Ms O’Connell taught her the art of spinning, and Ms Abel swiftly became part of the furniture.

“It’s my anniversary this month of 12 months of spinning,” she said. “Now I’ve started knitting as well as crocheting.”

Together, they spin, make, mix and dye their own fibres, which they sell or knit into garments, and are slowly teaching more and more ladies the art of spinning.

Leaning into the historical side of things, the pair attend local agricultural shows and the monthly Katanning markets donning traditional black and white gowns and bonnets to get people’s attention.

“It’s marvellous the amount of people we’ve got coming to do a spin,” Ms O’Connell said.

“We’ve got five or six ladies from around the place that come to do one on one spinning classes.”

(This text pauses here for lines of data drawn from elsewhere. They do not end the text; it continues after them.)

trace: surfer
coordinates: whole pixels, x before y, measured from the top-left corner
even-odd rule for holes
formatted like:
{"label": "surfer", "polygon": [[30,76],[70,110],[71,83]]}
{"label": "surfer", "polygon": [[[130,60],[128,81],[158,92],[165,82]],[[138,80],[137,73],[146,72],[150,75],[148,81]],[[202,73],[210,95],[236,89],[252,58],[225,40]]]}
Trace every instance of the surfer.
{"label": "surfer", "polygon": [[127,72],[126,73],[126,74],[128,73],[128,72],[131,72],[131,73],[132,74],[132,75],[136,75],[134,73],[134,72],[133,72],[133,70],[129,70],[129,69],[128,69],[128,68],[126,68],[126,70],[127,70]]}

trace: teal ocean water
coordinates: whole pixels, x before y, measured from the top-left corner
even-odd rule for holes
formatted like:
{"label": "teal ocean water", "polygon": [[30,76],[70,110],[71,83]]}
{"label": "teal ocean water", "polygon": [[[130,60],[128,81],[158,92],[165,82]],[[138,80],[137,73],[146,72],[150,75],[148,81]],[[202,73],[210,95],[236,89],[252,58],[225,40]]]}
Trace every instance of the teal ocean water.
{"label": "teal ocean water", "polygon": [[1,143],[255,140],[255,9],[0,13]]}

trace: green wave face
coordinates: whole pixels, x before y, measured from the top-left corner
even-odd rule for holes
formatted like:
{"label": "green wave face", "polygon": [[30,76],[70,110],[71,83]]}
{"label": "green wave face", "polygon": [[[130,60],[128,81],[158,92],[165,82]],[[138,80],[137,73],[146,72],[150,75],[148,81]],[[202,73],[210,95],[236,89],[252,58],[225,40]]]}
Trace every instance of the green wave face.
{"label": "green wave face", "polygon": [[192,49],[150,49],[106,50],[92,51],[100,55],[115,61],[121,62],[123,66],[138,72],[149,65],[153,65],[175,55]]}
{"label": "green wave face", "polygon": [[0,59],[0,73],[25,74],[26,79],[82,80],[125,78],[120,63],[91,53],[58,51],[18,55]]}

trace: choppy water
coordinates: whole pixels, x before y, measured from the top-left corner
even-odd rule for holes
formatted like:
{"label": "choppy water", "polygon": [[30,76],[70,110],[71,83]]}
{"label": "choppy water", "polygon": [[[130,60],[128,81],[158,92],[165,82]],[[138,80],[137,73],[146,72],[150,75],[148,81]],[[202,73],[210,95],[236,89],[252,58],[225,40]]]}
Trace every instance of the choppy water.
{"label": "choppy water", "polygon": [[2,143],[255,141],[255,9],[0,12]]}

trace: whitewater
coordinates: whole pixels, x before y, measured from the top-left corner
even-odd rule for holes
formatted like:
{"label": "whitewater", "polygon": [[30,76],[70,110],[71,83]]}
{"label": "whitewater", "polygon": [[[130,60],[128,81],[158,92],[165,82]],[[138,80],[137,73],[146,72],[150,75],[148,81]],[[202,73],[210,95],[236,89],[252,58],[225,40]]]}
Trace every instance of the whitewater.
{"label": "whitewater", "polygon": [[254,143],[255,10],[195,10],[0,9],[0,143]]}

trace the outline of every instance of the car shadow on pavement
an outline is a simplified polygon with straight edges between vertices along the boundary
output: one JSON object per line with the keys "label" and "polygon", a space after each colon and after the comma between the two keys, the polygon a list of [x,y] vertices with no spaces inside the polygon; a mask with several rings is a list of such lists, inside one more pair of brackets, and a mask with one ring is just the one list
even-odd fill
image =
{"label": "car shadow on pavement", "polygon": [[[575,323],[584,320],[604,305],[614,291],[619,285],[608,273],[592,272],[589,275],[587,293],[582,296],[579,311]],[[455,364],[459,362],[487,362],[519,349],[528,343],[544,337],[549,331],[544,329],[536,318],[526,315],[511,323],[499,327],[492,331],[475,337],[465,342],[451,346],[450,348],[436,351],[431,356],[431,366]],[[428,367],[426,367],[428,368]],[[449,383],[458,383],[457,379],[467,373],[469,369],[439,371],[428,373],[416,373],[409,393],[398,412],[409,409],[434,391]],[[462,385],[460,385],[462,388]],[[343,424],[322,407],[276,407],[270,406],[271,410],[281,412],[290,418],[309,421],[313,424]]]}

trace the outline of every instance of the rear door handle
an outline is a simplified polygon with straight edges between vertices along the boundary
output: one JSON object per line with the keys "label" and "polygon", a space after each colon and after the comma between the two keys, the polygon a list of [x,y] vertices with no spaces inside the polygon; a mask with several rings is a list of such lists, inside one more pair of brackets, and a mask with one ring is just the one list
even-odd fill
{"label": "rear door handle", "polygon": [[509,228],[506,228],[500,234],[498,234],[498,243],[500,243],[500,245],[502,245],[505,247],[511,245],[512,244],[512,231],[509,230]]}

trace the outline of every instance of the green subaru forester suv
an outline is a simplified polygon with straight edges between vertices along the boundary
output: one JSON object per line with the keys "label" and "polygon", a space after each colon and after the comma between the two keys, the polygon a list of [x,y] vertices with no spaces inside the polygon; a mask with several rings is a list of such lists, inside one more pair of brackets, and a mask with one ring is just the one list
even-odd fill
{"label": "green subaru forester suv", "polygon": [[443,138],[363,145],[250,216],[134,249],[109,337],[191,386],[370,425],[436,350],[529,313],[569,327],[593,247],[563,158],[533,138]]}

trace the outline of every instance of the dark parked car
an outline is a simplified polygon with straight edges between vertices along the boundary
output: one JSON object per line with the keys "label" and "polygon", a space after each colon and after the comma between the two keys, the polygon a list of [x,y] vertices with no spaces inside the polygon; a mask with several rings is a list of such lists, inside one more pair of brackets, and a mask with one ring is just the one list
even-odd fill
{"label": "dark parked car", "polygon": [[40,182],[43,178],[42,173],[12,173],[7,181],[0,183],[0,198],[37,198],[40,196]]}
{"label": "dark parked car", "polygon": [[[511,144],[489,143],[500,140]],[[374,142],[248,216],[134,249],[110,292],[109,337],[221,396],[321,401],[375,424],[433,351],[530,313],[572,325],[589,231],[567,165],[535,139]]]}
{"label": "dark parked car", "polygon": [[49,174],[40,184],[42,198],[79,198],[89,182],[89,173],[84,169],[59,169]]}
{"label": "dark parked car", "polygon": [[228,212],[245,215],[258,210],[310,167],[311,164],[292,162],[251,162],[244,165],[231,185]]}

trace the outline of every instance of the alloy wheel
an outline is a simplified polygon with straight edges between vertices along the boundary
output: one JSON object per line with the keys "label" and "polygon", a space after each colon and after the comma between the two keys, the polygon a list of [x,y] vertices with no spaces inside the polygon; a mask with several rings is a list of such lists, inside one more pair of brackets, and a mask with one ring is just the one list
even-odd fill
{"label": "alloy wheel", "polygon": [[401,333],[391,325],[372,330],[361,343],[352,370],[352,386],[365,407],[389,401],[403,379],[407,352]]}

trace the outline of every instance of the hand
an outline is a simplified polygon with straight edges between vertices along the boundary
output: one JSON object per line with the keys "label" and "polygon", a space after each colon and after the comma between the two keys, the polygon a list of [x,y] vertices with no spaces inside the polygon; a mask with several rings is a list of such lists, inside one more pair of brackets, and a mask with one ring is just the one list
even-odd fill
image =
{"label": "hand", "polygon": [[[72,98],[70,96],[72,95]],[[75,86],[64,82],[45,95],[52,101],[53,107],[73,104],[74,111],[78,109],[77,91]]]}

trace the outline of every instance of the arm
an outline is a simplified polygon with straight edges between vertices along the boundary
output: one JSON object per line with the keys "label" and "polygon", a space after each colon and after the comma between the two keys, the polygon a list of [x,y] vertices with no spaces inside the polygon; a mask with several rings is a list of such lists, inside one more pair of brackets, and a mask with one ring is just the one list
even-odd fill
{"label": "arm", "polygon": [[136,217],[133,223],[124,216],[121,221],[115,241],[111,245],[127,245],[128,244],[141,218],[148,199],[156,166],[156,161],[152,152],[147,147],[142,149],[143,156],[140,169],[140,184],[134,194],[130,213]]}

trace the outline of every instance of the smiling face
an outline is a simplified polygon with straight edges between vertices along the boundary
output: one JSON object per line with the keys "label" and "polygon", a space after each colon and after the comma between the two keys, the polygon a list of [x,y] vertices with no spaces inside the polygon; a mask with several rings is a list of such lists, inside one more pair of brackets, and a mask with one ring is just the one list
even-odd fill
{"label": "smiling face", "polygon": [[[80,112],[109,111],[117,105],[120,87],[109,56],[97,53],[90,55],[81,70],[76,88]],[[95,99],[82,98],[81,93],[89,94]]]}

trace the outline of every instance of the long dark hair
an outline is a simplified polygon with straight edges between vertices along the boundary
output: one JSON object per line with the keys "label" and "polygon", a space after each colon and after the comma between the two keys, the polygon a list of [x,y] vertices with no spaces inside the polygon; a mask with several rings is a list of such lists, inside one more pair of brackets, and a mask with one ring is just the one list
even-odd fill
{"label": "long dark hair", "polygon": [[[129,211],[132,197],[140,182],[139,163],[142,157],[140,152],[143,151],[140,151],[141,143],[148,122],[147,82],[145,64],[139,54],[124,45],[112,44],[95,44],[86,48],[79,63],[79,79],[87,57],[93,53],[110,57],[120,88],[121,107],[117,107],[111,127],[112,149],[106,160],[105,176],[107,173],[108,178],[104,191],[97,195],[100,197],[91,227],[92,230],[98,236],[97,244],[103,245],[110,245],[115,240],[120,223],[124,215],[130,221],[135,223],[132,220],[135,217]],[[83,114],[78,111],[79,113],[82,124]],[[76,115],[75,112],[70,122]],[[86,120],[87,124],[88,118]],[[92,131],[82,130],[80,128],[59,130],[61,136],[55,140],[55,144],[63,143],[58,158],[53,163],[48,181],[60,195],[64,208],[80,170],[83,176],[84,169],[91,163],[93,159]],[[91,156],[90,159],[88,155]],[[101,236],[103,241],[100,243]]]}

Their students are from a range of locations and age demographics, from Perth to the Wheatbelt, and women in their 30’s to one woman who wanted to learn the art at 83.

If people stop in for a browse, the ladies are also more than happy to give them a tour of the precinct.

“We couldn’t be in a nicer building,” Ms Abel said.

“It’s got a lot of history — there’s still the old well and there’s all the fruit trees in the orchard still.”

“I just wish the Inn was still there,” Ms O’Connell added. “Imagine all of the people that would have stopped in to have a drink and pop in.”

Their hand-made garments have been purchased by interstate and even international customers, but there are also orders made closer to home, with the pair sourcing as much wool locally as they can.

They have made jumpers for farmers from their own sheep’s fleeces, and were gifted five fleeces by a local woolgrower at the Katanning Agricultural Show last month.

Ms O’Connell is also currently working on a sentimental piece, spinning fleeces from a local farm to create something for the farmer’s daughter’s 21st birthday.

The Wild Woolery is open Thursday to Saturday from 10am-2pm, or by appointment.